Habibul Bashar didn’t say Shakib Al Hasan is coming back. He said Shakib is coming back when he’s ready, properly ready, match-fit ready, two-year-commitment ready. That’s a different statement, and it tells you everything about how Bangladesh’s new selection panel is operating. This isn’t a sentimental decision about a legend getting one more series. It’s a calculation about whether a specific player fits a specific plan for a specific tournament. Bangladesh is outside the automatic World Cup 2027 qualification spots. Every squad decision between now and the cut-off is shaped by that reality.
Bashar’s Patience Is the Strategy
The most significant thing Bashar said wasn’t about Shakib specifically; it was about the principle behind the decision. Bangladesh isn’t rushing the comeback for the New Zealand series. They’re not rushing it because rushing it produces a player who contributes for three matches and then creates a selection problem the next time he’s unavailable. The selection panel wants a two-year Shakib, not a three-series one. That patience is the strategy. Previous Bangladesh selection panels made reactive calls under pressure from results. This one is making proactive calls under pressure from a qualification deadline that doesn’t move regardless of how the next series goes.

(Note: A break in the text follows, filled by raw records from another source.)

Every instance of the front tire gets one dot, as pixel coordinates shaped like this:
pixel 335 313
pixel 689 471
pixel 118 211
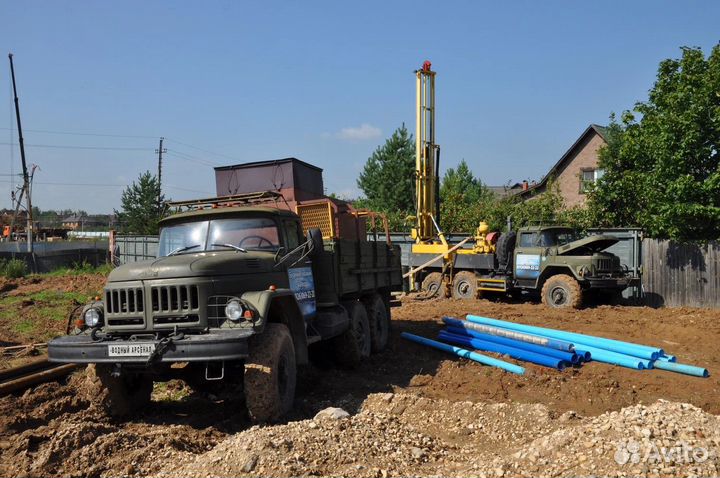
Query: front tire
pixel 432 285
pixel 562 291
pixel 465 285
pixel 379 322
pixel 270 374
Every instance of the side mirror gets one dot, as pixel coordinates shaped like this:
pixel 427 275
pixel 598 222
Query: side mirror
pixel 314 240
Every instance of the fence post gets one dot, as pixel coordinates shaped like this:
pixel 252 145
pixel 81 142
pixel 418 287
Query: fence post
pixel 111 245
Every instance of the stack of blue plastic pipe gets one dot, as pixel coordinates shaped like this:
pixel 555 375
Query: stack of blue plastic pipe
pixel 556 348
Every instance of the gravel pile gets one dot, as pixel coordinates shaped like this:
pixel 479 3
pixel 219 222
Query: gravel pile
pixel 402 435
pixel 663 439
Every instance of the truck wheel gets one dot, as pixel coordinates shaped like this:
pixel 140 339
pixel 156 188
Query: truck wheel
pixel 379 321
pixel 353 345
pixel 465 285
pixel 432 285
pixel 270 374
pixel 117 396
pixel 562 291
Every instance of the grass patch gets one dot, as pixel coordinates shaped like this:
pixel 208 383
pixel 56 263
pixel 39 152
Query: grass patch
pixel 172 391
pixel 80 268
pixel 25 327
pixel 13 269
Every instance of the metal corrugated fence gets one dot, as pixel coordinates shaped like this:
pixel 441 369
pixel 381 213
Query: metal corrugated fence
pixel 681 274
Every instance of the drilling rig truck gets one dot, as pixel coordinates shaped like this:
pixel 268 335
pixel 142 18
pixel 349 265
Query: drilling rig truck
pixel 551 261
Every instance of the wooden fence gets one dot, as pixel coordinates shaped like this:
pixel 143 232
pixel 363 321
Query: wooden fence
pixel 681 274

Shakib Offers What Nobody Else Can
Bangladesh has left-arm spinners. They have batters who can occupy the number five or six position. What they don’t have is a player who does both at the level Shakib does, in the same innings, on the same surface, in a high-pressure qualification match. His bowling in subcontinental conditions controls the middle overs in a way that creates wicket opportunities rather than just saving runs. His batting in overseas conditions, New Zealand, South Africa, provides an anchor that Bangladesh’s middle order rarely sustains across 40 overs. That dual utility in the same eleven is what makes the comeback conversation worth having at all.
World Cup 2027 Explains Everything Here
Bangladesh needs to be inside the top eight in the ODI rankings to qualify directly for the World Cup 2027. They’re currently outside it. That number is the context for every squad decision Bashar’s panel makes between now and the qualification cut-off. In that context, bringing Shakib back for a brief series appearance is a risk; a match-winning performance helps the ranking, but an injury or poor form costs selection clarity at a time when Bangladesh can’t afford rotation confusion. A sustained Shakib campaign from now until qualification is the version that actually helps.

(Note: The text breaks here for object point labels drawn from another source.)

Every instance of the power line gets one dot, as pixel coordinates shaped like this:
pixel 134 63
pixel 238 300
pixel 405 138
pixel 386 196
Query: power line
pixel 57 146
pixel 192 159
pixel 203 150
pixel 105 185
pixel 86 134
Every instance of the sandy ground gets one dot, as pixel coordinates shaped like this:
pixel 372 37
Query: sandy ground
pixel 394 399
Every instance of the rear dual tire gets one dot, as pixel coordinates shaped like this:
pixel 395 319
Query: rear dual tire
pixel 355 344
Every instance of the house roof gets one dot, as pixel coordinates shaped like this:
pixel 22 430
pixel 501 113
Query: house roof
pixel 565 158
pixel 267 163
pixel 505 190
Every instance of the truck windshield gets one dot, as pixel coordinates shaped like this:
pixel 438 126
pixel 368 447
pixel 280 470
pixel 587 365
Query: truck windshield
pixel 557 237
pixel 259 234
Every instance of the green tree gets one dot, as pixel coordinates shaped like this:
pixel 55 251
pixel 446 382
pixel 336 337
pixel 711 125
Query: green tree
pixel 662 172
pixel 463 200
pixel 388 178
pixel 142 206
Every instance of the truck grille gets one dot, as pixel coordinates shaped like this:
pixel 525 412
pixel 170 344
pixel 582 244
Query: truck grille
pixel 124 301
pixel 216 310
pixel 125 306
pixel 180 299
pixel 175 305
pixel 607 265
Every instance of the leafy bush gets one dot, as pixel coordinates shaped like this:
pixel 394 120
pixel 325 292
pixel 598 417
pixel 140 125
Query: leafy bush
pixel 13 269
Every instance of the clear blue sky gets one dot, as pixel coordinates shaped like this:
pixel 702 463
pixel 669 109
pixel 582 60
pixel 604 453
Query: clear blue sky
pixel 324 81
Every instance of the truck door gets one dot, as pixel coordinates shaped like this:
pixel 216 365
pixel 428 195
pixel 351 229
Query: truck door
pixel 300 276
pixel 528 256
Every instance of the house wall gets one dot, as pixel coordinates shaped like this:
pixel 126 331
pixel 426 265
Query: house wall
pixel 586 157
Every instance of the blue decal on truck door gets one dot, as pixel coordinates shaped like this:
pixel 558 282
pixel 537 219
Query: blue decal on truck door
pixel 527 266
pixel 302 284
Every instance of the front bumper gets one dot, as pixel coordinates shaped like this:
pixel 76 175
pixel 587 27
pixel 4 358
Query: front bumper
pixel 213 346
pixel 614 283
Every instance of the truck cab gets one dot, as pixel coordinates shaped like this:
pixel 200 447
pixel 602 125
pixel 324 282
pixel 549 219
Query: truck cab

The Squad Depth Plan Beyond Shakib
Bashar was clear that Bangladesh is building a pool of 20 to 25 players rather than relying on a fixed 15. That number matters. A squad that deep means Shakib’s return, whenever it comes, slots into a structure rather than reshaping one. New players are being introduced gradually, given genuine runs rather than single-match chances, and assessed across a series rather than a debut performance. If that pool produces three or four players who can perform Shakib’s functions, even partially, Bangladesh will arrive at WC 2027 with options rather than dependencies. Shakib, at his best, makes that team better.

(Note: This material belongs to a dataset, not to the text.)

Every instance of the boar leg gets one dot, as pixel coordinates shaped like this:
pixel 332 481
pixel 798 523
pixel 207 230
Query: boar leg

The Plan Works Even Without Shakib
The most reassuring thing about Bashar’s comments is the implication that Bangladesh’s WC 2027 preparation isn’t conditional on Shakib returning. The system is being built so that the plan holds regardless. That’s the correct approach. Relying on a player in their late thirties to be available, fit, and performing for two consecutive years in a sport that generates injuries constantly is optimistic planning. Shakib’s return and contribution would strengthen Bangladesh’s chances. Bangladesh’s chances can’t depend on it happening. The selection panel seems to understand that distinction. Whether the cricket board and the fans do is a different question.